When Foster had checked her flow of conversation and seen her down the stairs, he returned to his desk and made two notes, with lips curling in a smile.

Chapter Seventeen

D
IVISIONAL
D
ETECTIVE
Inspector Foster found Richardson waiting for him when he entered his office at nine-thirty. He listened to the account of the inquiries overnight and bit his lip when he heard of Cronin's disappearance. He was thinking of what would be said at the Central Office about not having kept the flats under observation.

“Well, we've got to find that man and find him quick, or they'll be having us down on the carpet.”

“According to the landlord at the Red Lion, sir, he may come back before closing time this evening.”

“We can't wait till this evening. We've got to find him this morning.”

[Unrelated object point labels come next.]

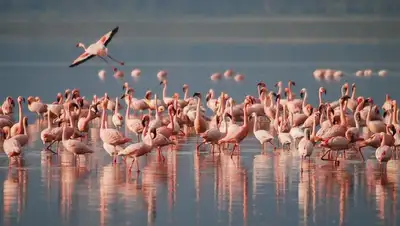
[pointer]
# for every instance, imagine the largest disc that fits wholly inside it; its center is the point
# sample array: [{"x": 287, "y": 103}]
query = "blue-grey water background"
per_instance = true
[{"x": 264, "y": 40}]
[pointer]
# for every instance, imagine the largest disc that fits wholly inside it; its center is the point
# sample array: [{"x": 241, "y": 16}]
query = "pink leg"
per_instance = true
[{"x": 130, "y": 168}]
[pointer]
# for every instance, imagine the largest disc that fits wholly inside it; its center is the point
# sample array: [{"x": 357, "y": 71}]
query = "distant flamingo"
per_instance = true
[{"x": 98, "y": 49}]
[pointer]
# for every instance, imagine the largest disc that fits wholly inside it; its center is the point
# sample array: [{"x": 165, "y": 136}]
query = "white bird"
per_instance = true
[
  {"x": 98, "y": 49},
  {"x": 262, "y": 136},
  {"x": 306, "y": 146},
  {"x": 117, "y": 118},
  {"x": 384, "y": 152},
  {"x": 75, "y": 147},
  {"x": 139, "y": 149}
]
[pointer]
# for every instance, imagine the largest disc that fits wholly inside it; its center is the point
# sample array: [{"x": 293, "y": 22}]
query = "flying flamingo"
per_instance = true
[{"x": 98, "y": 49}]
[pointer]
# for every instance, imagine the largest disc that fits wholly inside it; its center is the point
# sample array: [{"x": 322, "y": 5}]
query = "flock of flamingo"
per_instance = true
[{"x": 275, "y": 118}]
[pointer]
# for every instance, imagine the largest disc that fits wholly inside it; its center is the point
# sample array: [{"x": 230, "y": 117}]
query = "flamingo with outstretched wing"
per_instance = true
[{"x": 98, "y": 49}]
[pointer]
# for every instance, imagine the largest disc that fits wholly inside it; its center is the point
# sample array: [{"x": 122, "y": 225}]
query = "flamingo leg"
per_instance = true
[
  {"x": 130, "y": 167},
  {"x": 112, "y": 58},
  {"x": 114, "y": 68},
  {"x": 327, "y": 152},
  {"x": 198, "y": 146},
  {"x": 137, "y": 165}
]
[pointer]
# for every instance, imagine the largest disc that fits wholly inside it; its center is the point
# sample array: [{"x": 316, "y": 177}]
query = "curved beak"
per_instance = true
[{"x": 196, "y": 95}]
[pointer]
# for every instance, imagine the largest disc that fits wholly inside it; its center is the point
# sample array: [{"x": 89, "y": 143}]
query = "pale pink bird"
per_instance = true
[
  {"x": 98, "y": 49},
  {"x": 384, "y": 152},
  {"x": 382, "y": 73},
  {"x": 117, "y": 118},
  {"x": 18, "y": 128},
  {"x": 111, "y": 136},
  {"x": 133, "y": 124},
  {"x": 237, "y": 136},
  {"x": 8, "y": 106},
  {"x": 36, "y": 107},
  {"x": 139, "y": 149},
  {"x": 228, "y": 74},
  {"x": 216, "y": 77},
  {"x": 11, "y": 146},
  {"x": 162, "y": 75},
  {"x": 167, "y": 100},
  {"x": 23, "y": 138},
  {"x": 136, "y": 72},
  {"x": 102, "y": 75},
  {"x": 239, "y": 78},
  {"x": 119, "y": 74},
  {"x": 75, "y": 147}
]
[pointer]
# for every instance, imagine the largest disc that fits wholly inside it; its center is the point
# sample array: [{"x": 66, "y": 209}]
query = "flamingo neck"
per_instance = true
[
  {"x": 48, "y": 119},
  {"x": 20, "y": 116}
]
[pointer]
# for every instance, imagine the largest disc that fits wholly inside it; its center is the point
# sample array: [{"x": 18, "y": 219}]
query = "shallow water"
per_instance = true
[{"x": 190, "y": 189}]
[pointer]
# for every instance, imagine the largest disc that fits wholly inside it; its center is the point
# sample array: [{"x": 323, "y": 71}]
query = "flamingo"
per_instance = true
[
  {"x": 237, "y": 136},
  {"x": 75, "y": 147},
  {"x": 17, "y": 128},
  {"x": 262, "y": 136},
  {"x": 384, "y": 152},
  {"x": 133, "y": 124},
  {"x": 117, "y": 118},
  {"x": 111, "y": 136},
  {"x": 98, "y": 49},
  {"x": 139, "y": 149},
  {"x": 7, "y": 106},
  {"x": 11, "y": 146}
]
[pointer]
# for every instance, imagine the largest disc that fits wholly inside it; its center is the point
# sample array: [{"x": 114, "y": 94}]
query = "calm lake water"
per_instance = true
[{"x": 187, "y": 189}]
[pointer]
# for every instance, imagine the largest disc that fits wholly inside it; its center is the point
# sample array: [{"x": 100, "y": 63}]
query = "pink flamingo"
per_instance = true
[
  {"x": 98, "y": 49},
  {"x": 18, "y": 128},
  {"x": 111, "y": 136},
  {"x": 141, "y": 148},
  {"x": 238, "y": 136},
  {"x": 8, "y": 106}
]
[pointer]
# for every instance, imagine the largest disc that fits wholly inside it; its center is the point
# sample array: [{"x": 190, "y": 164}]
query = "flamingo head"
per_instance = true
[
  {"x": 261, "y": 84},
  {"x": 25, "y": 121},
  {"x": 197, "y": 95},
  {"x": 278, "y": 84},
  {"x": 148, "y": 94},
  {"x": 153, "y": 132},
  {"x": 185, "y": 87},
  {"x": 66, "y": 93},
  {"x": 263, "y": 90},
  {"x": 164, "y": 82},
  {"x": 286, "y": 91},
  {"x": 277, "y": 97},
  {"x": 81, "y": 45},
  {"x": 21, "y": 99},
  {"x": 125, "y": 86},
  {"x": 171, "y": 109},
  {"x": 79, "y": 101},
  {"x": 59, "y": 97},
  {"x": 302, "y": 91},
  {"x": 30, "y": 99},
  {"x": 208, "y": 97},
  {"x": 94, "y": 108},
  {"x": 229, "y": 116},
  {"x": 322, "y": 90},
  {"x": 392, "y": 129},
  {"x": 370, "y": 100},
  {"x": 357, "y": 116}
]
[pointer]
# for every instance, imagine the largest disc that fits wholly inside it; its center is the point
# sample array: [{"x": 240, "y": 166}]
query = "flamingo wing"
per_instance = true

“Well, sir, from what the landlord said about his only coming in just before closing time, I fancy he's in hiding all the daytime and only comes out when he thinks that no one's likely to see him. I'll make a round of the Church Army shelters; perhaps I may hear something of him there.”

“Right, then get on with it as quick as you can.”

But Richardson's passage downstairs was blocked by the station sergeant coming up with a second person in his wake. On that narrow staircase there was no room to pass. He stood aside, and even in that semi-darkness at the top of the stairs he recognized the man he was in search of. He hung up his hat and followed the two into the inspector's office.